Paul Collin
Paul Collin | ||||
---|---|---|---|---|
Collin (midden), tussen Harry Boda, Heintje Davids, Stella Fontaine en Clinge Doorenbos (VPRO, 1962). Rechtsachter Joop Doderer | ||||
Persoonsgegevens | ||||
Volledige naam | Simon Witjas | |||
Geboren | Amsterdam, 6 augustus 1889 | |||
Overleden | Hilversum, 30 mei 1968 | |||
Beroep(en) | acteur | |||
|
Paul Collin (artiestennaam van Simon Witjas) (Amsterdam, 6 augustus 1883 - Hilversum, 30 mei 1968) was een Nederlands zanger en cabaretier. Hij werd vooral bekend door zijn samenwerking met Jean-Louis Pisuisse.
Witjas werkte als jongeman als diamantbewerker in Antwerpen. In 1914 vluchtte hij uit België naar zijn tijdens de Eerste Wereldoorlog neutrale geboorteland. Aanvankelijk werkte hij als violist, maar hij kwam al snel in contact met de populaire cabaretier Pisuisse. Tien jaar lang maakte hij (als ‘diseur de genre’) deel uit van diens gezelschap.
Na de moord op Pisuisse in 1927 nam Collin enkele jaren de leiding van het gezelschap over. Later leidde hij het ensemble "De Troubadours." Hij zong niet alleen Franse chansons, maar ook Nederlandstalig werk van Pisuisse, Dirk Witte en Koos Speenhoff. Tijdens de Tweede Wereldoorlog zat hij ondergedoken in Wildervank. Zijn moeder, Esther Witjas-Kinsbergen, stierf in het concentratiekamp Auschwitz.

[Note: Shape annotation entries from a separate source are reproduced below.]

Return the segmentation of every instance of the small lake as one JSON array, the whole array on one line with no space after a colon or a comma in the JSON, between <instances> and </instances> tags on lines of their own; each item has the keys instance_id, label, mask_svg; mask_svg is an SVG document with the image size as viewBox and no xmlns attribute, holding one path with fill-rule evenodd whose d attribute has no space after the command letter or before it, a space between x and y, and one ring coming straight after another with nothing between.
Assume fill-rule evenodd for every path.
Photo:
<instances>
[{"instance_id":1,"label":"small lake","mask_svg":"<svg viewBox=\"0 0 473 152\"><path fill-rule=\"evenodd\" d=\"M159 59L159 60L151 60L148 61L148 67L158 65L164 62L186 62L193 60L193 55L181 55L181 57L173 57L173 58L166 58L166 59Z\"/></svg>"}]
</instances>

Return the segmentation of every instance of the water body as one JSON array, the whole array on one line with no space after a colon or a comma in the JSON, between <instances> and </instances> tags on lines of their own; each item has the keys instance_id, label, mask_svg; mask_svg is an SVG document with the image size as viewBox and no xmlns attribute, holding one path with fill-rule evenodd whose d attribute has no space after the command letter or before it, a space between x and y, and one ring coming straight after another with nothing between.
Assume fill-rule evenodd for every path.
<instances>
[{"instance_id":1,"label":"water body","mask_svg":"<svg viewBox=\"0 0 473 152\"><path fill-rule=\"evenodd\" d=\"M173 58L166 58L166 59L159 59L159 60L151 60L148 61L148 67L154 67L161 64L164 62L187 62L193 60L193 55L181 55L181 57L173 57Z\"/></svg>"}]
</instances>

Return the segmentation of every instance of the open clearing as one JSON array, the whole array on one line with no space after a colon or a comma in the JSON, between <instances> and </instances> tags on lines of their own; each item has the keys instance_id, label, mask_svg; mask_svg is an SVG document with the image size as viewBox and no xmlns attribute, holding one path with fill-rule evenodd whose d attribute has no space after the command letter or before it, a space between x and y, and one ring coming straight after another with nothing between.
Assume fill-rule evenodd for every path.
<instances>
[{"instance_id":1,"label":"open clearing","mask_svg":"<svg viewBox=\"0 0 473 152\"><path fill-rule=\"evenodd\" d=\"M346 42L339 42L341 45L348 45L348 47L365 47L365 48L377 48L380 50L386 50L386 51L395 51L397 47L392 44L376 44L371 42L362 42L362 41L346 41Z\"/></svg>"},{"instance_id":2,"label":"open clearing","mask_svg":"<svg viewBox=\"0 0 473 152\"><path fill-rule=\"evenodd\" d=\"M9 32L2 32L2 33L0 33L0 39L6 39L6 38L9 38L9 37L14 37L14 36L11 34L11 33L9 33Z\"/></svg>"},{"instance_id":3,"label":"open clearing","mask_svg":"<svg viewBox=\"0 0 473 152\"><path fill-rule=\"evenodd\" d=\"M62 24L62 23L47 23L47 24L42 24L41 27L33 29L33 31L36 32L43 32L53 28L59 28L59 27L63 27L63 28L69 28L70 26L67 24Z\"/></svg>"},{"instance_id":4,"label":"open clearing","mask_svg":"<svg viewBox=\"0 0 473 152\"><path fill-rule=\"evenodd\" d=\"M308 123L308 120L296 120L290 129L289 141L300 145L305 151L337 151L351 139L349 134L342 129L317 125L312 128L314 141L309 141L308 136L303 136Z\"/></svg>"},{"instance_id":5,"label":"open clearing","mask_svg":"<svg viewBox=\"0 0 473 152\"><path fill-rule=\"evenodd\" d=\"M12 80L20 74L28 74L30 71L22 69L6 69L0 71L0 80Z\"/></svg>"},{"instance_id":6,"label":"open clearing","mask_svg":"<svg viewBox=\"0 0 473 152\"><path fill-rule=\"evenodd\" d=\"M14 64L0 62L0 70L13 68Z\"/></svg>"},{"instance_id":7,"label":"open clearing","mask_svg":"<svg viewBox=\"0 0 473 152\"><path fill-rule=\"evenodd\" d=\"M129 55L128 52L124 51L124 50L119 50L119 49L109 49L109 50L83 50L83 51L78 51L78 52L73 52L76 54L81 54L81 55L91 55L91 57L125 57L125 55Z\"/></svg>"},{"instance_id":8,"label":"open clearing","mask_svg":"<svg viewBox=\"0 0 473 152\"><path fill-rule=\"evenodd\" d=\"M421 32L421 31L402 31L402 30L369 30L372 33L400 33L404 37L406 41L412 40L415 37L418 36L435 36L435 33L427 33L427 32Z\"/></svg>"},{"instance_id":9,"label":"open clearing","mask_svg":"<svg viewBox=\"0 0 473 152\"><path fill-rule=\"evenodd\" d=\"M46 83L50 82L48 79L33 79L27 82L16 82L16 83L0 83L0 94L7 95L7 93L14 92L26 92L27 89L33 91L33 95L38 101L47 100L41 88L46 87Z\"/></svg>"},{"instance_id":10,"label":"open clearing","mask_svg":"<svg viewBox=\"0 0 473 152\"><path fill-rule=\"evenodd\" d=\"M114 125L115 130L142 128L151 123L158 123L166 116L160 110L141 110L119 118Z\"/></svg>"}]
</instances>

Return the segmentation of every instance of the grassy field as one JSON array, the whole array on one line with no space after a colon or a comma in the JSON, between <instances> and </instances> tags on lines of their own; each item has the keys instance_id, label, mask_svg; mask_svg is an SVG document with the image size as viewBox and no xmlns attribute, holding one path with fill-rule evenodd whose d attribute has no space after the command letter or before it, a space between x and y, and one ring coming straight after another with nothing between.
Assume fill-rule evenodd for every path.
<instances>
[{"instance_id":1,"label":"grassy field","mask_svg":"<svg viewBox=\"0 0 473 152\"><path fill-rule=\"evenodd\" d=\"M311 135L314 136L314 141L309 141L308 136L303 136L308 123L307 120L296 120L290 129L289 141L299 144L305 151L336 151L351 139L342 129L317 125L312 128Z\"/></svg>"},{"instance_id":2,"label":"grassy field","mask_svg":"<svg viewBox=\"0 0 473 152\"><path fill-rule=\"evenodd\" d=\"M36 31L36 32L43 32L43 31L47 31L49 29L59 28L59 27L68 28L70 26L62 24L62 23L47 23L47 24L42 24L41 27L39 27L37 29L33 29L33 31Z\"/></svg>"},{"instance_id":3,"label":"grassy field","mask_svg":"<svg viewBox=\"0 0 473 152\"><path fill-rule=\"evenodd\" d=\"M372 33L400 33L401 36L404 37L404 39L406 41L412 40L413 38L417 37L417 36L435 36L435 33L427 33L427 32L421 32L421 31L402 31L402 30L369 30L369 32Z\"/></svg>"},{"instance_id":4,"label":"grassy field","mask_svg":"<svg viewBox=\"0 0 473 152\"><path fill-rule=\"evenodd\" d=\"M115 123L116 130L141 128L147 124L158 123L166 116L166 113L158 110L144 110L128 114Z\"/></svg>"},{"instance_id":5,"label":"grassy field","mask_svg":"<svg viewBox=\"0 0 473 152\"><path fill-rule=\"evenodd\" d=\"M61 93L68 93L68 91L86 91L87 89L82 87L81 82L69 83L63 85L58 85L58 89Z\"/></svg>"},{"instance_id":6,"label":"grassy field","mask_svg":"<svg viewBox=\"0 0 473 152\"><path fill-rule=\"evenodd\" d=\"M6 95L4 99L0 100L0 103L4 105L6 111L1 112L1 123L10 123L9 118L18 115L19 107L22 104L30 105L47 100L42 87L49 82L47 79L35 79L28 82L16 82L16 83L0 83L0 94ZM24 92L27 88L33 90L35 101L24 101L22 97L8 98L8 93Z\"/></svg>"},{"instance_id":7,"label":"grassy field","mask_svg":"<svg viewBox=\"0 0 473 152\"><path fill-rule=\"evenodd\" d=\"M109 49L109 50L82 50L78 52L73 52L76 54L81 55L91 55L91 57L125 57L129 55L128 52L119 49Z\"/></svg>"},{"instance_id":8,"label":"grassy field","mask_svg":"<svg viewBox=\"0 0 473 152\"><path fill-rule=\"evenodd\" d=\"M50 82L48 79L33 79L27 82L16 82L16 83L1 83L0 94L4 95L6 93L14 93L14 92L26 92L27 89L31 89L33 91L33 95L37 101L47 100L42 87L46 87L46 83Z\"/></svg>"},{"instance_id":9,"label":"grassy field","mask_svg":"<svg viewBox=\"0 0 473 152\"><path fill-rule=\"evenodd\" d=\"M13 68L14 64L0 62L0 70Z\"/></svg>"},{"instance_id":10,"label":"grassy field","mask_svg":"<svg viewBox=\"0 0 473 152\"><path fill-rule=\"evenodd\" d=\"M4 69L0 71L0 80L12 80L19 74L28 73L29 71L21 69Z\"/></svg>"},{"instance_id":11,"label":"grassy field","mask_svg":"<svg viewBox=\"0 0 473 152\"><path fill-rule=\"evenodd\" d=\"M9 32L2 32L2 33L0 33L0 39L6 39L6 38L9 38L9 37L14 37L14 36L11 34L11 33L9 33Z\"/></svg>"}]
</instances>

Nadat hij vrij plotseling een punt achter zijn artiestenloopbaan gezet had, werd Collin "herontdekt" door Wim Ibo. In 1964 verbood de KRO uitzending van zijn vertolking van Wittes vijftig jaar oude lied "De peren" over de marketentster Jopie, die peren verkocht aan soldaten, maar ook verder zo goed met hen op kon schieten dat zij aan het eind bleef zitten met "de gebakken peren van het hele bataljon". Collin bleef tot zijn tachtigste optreden.